Book Review: Abraham Lincoln: Vampire Hunter, by Seth Grahame-Smith


I can't believe that I'm about to say this, but...

I had fun reading this book. Abraham Lincoln: Vampire Hunter comes to us from the author of the pop-culture-acclaimed Pride & Prejudice & Zombies and Sense & Sensibility & Sea Monsters, but whereas those two books take Jane Austen's novels and insert new material to drastically change the feel and environment of the novels, Grahame-Smith does something more innovative with Abraham Lincoln.

He spoofs the genre of historical biography, and he lampoons the pseudo-novelistic styles of biographers such as Doris Kearns Godwin and David McCullough. What results is a very grave-sounding narrative that tracks Abraham Lincoln through his early days and childhood, adolescence and adulthood, and presidency and assassination.

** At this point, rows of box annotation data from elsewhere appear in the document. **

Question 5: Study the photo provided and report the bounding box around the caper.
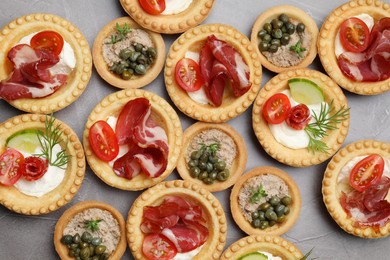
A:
[61,235,73,245]
[134,64,146,75]
[272,29,283,39]
[265,209,278,221]
[297,23,305,33]
[268,196,280,206]
[263,23,272,33]
[259,42,269,51]
[282,196,292,206]
[278,13,290,23]
[190,166,200,178]
[268,44,279,53]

To be fair, it's not a particularly well-written book, but it's fun. We learn, in Grahame-Smith's reinvention of the famous president, that Honest Abe had a bit of a dishonest streak to him, one that had the very honorable inspiration of driving vampires from the woodwork and attempting to end their control over human life. To this end, he trains at night, studies, reads, forges letters, and hones his skill with his trusty axe. And through these ventures, he makes a number of allies, including a pale and distraught young poet by the name of Edgar Allan Poe. Like Lincoln, Poe has encountered vampires, and they confide in each other their knowledge of the undead.

So obviously, this book isn't to be taken seriously, but it's amusing precisely because Grahame-Smith writes the book as if it is serious. If anything, Abraham Lincoln: Vampire Hunter reminds us that those scholars who offer these seemingly monumental accounts of famous lives are still telling stories. And we're not reading the capital-t Truth so much as we are the author's vision of how this life went, one event at a time.